De voorzieningenrechter verwacht daarom dat het besluit van het college in bezwaar (eventueel met een aanvulling van de motivering) in stand zal blijven.
3. Een bouwstop wordt gebaseerd op artikel 5.17 van de Wabo. Op grond van dat artikel kan een besluit tot oplegging van een last onder bestuursdwang of oplegging van een last onder dwangsom inhouden dat het bouwen van een bouwwerk wordt gestaakt.
Het college kan dus een bouwstop opleggen als er illegale bouwwerkzaamheden plaatsvinden. Van illegaal bouwen is sprake in twee situaties:
- wanneer wordt gebouwd zonder omgevingsvergunning;
- wanneer wel een omgevingsvergunning is verleend, maar niet wordt gebouwd in
overeenstemming met de voorschriften van de omgevingsvergunning.
Vaststaat dat de eigenaren van het perceel [adres perceel] inmiddels beschikken over een omgevingsvergunning.

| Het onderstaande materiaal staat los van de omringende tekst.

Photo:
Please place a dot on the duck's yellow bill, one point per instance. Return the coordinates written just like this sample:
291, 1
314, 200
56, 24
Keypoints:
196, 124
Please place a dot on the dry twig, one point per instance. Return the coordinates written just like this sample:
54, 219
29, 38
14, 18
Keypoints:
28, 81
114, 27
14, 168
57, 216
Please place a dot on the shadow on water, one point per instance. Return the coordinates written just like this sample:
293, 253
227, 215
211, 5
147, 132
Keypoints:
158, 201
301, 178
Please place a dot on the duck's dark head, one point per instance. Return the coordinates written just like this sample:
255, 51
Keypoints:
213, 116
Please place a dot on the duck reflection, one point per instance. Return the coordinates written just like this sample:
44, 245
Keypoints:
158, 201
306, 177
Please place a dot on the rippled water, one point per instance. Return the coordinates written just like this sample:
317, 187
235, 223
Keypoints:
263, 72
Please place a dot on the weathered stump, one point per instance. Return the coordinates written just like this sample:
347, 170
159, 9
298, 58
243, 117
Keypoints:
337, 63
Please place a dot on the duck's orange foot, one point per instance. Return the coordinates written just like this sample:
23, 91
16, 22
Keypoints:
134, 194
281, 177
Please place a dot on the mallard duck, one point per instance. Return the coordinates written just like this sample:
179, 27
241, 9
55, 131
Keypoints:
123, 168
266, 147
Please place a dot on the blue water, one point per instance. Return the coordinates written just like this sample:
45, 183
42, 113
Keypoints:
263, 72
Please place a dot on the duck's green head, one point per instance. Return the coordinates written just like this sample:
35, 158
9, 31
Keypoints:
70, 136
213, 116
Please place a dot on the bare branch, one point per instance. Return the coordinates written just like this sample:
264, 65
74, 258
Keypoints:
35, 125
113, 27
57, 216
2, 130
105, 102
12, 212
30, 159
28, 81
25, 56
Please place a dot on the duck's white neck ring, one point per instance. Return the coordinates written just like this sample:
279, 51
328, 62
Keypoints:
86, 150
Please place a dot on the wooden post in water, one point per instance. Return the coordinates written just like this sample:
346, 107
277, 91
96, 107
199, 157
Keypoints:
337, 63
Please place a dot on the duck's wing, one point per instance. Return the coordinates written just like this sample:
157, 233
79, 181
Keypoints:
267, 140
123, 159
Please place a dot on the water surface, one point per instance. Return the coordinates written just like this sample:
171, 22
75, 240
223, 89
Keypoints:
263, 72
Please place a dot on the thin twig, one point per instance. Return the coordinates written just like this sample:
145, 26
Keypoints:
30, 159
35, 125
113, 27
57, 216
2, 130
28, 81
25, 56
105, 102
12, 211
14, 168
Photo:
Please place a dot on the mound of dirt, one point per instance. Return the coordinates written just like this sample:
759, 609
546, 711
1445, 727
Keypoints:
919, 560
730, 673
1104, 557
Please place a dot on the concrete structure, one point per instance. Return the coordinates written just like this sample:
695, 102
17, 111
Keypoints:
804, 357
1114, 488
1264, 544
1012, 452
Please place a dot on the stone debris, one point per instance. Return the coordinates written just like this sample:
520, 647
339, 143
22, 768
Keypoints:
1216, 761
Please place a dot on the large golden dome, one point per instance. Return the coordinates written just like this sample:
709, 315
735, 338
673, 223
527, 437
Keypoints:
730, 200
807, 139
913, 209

De toezichthouder van de gemeente heeft in een mail van
31 augustus 2021 aan verzoekers gemeld dat de bouw is gecontroleerd. Er is dus geen sprake van illegale bouwwerkzaamheden.
4. Tenslotte merkt de voorzieningenrechter op dat het bezwaarschrift tegen het besluit van 21 juni 2021 is gedateerd op 28 augustus 2021, ruim na het verstrijken van de bezwaartermijn van zes weken.
5. De conclusie is dat de voorzieningenrechter geen reden ziet om de bouwwerkzaamheden die nu worden verricht en zijn vergund door het college, stil te leggen in afwachting van de beslissing van het college op het bezwaarschrift van verzoekers. Het verzoek om een voorlopige voorziening te treffen, zal worden afgewezen.

Beslissing

De voorzieningenrechter wijst het verzoek om voorlopige voorziening af.
Deze uitspraak is gedaan door mr. L.P. Hertsig, in aanwezigheid van mr. M.A. de Rooij, griffier, op 4 oktober 2021 en openbaar gemaakt door middel van geanonimiseerde publicatie op www.rechtspraak.nl.
De griffier is niet in de gelegenheid om de uitspraak te tekenen.
voorzieningenrechter
Afschrift verzonden aan partijen op:

Als u het niet eens bent met deze uitspraak

Tegen deze uitspraak staat geen rechtsmiddel open.